Can a story published in a newspaper or a blog change the way a government does things? Well, it helped upgrade the Dungeons of Fallujah.

3 Comments

The story in the Post only captures part of the story. I do pro bono legal work for Iraqi translators and the bs I run into from DoS is unimaginable. At least the translator in the story got out.
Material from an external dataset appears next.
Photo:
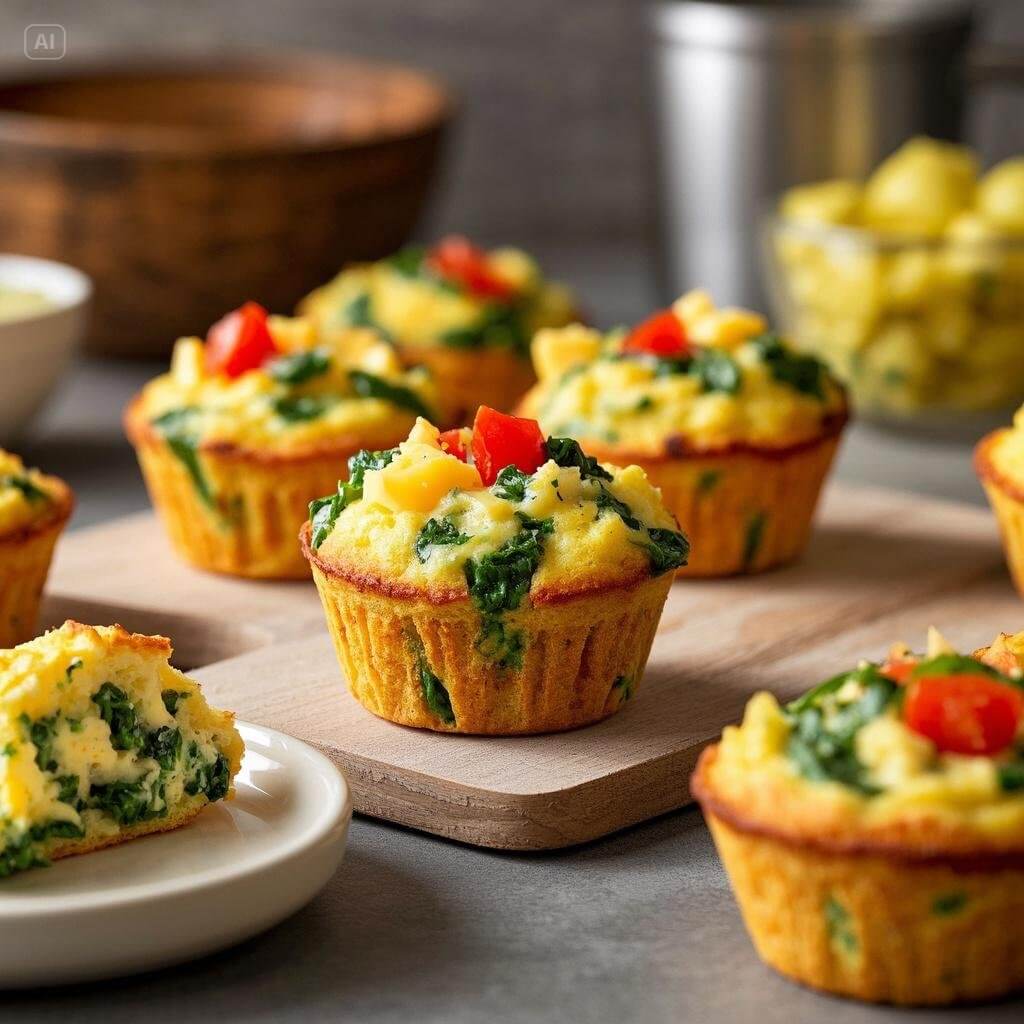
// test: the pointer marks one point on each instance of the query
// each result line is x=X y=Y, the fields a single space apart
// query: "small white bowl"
x=35 y=349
There are hundreds, if not thousands, of others trying to escape - many will end up dead in an alley because of DoS.

Last summer I went to a panel discussion about the plight of Iraqi journalists and translators who worked for Americans and who want to come to the US. This is a serious problem.

About Saman Kareem Ahmad - According to the Washington Post,

The U.S. immigration service said yesterday that it will temporarily stop denying green cards to refugees and other legal immigrants tied to groups that sought to topple foreign dictatorships, placing their cases on hold while it determines more "logical, common-sense" rules for judging them.

It's very important to try to change immobile and counterproductive bureaucracies like the INS and DoS.

One of my fears is that some of the Iraqis the US accepts as refugees MIGHT, MAY, decide to change sides once in the US to undo the damage they did to their reputations back in Iraq.

Changing sides during the War on Islamofascism happens all the time in Iraq and Afghanistan.

"Policemen" take off their uniforms and join their former opponents.

An Arab man in the US military was a double agent.

It may be a chance the US has to take, but I hope the activity these people engage in is monitored for the duration of the War on Islamofascism.